In retrospect, the proctor was under immense pressure, too. This was unprecedented for her. She perhaps interpreted test-takers’ reasonable dismay as an affront to her personally, that she is to be held responsible. That said, power — absolute control — is always tempting, a rush to the head for those who wield it. We all sometimes are tempted by the desire to be little dictators, whether it be managing the toll booth at the NJ Turnpike or proctoring an LSAT exam. After all, according to LSAT regulations, the proctor has sole discretion in what constitutes disruptive behavior, and no electronic devices are allowed in the lecture hall, meaning that any violation committed by the proctor cannot be recorded in any proper way. They control all the line of events. We are screwed.
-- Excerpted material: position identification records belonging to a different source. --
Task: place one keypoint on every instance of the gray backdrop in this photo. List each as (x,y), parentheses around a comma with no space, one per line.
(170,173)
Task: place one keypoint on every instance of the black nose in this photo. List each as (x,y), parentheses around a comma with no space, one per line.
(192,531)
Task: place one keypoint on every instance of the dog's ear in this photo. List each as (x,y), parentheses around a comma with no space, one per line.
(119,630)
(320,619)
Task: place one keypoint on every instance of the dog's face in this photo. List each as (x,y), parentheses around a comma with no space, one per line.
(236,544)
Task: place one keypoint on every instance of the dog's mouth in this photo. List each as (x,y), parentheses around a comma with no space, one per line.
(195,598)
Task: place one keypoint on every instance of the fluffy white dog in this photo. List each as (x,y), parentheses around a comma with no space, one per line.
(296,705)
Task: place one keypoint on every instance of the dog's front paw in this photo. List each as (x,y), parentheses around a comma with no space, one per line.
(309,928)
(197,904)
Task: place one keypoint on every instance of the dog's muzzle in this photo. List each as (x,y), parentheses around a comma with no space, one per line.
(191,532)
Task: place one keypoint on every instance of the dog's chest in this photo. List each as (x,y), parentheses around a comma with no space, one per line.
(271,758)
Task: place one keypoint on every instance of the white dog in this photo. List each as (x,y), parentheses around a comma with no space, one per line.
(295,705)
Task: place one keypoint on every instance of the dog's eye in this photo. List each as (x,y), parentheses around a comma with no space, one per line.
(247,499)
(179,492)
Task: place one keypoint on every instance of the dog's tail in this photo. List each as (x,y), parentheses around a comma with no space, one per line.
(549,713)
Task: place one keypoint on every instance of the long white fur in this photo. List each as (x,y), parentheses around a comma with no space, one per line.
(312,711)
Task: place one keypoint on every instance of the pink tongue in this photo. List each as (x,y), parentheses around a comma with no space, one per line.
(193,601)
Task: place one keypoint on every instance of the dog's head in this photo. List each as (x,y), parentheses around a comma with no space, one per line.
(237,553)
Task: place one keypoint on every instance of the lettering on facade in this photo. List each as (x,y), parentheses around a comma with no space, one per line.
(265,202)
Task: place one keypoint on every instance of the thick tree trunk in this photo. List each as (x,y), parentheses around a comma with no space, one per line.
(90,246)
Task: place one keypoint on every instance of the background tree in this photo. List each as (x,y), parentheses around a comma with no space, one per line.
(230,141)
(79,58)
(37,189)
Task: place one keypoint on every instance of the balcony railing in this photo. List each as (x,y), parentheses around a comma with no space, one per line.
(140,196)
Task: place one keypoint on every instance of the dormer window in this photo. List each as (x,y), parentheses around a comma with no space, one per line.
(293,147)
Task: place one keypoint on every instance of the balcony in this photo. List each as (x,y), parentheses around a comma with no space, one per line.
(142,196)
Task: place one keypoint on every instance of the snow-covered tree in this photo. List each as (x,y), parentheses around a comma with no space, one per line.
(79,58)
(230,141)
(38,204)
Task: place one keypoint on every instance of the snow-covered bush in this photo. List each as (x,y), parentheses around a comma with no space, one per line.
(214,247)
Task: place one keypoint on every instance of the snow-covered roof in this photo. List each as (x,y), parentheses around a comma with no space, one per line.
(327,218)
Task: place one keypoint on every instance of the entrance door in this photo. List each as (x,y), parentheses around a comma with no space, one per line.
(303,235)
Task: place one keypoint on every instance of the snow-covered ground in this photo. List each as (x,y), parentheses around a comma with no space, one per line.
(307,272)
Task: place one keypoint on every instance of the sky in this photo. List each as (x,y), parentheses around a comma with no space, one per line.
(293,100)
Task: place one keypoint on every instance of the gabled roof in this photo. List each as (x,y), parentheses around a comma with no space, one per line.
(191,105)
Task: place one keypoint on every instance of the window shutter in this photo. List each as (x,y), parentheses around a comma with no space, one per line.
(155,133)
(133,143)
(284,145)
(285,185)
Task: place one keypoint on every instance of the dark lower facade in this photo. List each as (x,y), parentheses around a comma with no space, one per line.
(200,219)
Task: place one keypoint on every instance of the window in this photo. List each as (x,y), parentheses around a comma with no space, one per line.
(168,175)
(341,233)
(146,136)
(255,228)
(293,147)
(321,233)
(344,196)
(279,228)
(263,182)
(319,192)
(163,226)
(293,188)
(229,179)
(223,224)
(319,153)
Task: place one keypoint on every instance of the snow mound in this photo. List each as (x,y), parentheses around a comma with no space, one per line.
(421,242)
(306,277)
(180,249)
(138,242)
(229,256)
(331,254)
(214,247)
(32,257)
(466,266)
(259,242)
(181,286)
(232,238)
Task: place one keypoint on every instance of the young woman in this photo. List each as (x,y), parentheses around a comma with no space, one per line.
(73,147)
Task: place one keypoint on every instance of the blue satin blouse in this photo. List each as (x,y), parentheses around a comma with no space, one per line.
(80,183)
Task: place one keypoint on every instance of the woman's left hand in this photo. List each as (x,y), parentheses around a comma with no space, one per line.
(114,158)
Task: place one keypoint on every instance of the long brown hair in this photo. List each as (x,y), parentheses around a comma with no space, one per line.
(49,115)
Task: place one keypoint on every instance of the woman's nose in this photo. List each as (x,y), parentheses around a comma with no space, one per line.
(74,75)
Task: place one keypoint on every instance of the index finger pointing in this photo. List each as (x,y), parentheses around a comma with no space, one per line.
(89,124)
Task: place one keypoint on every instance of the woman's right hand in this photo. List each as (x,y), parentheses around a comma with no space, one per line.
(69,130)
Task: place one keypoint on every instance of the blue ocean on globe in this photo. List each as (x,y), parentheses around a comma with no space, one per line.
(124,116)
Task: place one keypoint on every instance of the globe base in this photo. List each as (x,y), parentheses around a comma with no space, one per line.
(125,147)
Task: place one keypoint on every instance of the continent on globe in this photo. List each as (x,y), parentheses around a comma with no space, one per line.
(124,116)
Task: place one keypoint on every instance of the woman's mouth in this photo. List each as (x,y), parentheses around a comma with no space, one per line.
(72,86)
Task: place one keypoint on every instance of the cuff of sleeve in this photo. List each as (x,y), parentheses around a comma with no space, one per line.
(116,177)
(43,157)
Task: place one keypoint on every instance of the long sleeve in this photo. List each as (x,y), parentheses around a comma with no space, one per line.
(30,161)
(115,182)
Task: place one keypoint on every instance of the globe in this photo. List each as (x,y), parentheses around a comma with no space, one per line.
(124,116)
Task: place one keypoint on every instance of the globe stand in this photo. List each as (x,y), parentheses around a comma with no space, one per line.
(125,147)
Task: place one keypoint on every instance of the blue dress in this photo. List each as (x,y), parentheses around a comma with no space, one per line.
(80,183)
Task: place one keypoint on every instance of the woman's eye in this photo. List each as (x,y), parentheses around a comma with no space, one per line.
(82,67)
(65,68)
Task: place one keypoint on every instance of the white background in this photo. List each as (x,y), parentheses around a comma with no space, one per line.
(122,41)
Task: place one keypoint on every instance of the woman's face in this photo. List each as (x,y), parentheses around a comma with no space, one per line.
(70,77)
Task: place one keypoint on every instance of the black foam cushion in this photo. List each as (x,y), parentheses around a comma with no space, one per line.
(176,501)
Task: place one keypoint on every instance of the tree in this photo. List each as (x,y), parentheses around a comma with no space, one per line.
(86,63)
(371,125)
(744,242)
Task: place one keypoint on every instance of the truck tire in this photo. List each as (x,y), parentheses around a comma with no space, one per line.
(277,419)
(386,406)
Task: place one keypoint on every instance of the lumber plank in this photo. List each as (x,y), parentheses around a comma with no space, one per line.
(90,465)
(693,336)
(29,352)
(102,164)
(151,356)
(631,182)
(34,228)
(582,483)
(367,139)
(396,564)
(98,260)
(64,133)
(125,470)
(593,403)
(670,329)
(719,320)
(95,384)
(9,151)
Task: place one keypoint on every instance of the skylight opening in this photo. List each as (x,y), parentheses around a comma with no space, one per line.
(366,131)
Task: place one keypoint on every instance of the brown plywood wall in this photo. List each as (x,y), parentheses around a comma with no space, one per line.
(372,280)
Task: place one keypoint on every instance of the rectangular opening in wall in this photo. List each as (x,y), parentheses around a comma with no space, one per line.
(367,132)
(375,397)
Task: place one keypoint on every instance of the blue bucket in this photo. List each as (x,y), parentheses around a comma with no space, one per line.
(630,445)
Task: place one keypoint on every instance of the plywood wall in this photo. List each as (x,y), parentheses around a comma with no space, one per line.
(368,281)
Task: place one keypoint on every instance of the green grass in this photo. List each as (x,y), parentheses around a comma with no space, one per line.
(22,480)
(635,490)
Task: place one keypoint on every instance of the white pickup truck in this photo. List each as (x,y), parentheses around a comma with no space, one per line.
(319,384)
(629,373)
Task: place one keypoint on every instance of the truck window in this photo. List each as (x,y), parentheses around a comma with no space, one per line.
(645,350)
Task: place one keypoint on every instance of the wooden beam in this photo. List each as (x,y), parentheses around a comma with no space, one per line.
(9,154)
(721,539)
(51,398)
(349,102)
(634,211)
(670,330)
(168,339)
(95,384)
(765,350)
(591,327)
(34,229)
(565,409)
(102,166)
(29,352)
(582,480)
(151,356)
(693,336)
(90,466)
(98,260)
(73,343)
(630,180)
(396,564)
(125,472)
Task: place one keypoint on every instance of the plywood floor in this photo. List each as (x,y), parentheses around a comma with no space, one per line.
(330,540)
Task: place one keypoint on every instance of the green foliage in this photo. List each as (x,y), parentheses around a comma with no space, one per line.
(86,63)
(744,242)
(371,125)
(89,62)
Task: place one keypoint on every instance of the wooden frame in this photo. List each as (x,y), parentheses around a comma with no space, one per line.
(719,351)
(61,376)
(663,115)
The desire for justice is really not something that comes and goes. It builds, accumulates bit by bit, until it becomes overwhelming. I wanted no trouble. I also want a legal future. As time dragged on, I tried to push away that fleeting desire in my heart to stand up for the man singled out, or at least to ensure test-takers can effectively organize so that the proctor cannot arbitrarily decide whatever she wants. If not me, then who else? After all, isn’t the reason why we want to become lawyers, a profession that is ultimately a public service, the pursuit of justice? If not now, then when? What I initially brought as merely an amulet for my selfish hope of divine guidance now became a testament to my morality. Either I do something in a calm and proper manner, leaving no excuse for the proctor to penalize me, or I sit here and do nothing.
I chose the former. I passed around my emails to students and asked the proctor for her name and proctor certificate ID. She promptly provided me with the details. I also saw her writing my name down. For what purpose, I do not know.
Maybe I shouldn’t have brought my rosary to LSAT. After all, I might’ve not potentially destroyed my career just to keep my conscience clean.